Among the more notable Civil War personalities from Mobile were Rear Admiral Raphael Semmes (an antebellum attorney in Mobile following his U.S. Navy service) and Brig. Gen. Zachariah C. Deas (a Mobile merchant and cotton broker whose brigade fought at the Battle of Chickamauga, where they routed the Union division of Philip H. Sheridan and killed Brig. Gen. William H. Lytle).

Mobile resident Augusta Jane Evans was a staunch states' rights activist who became a leading pro-Confederacy propagandist during the war. The novelist nursed sick and wounded Confederate soldiers at Fort Morgan on Mobile Bay. She also sowed sandbanks for the defense of the community, wrote patriotic addresses, and set up a hospital, Camp Beulah, near her residence. Augusta's propaganda masterpiece was Macaria, a novel that promoted national desire for an independent national culture and reflected Southern values as they were at that time.

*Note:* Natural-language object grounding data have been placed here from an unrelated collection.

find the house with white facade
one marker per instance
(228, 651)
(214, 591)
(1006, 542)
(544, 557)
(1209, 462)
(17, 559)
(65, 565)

Robert H. Slough served as the mayor of Mobile throughout most of the Civil War, serving from 1862 until the war's end in 1865. His tenure was wrapped by that of former U.S. Minister to Mexico and Alabama state legislator John Forsyth Jr., who preceded Slough in 1861 and then succeeded him in 1865.

Dr. Josiah C. Nott of Mobile was a leading researcher into the causes of yellow fever. During the war, he was a surgeon and staff officer in the Confederate Army, and in charge of inspecting the military hospitals in Mobile. Two of his sons died in the war while serving in Alabama regiments.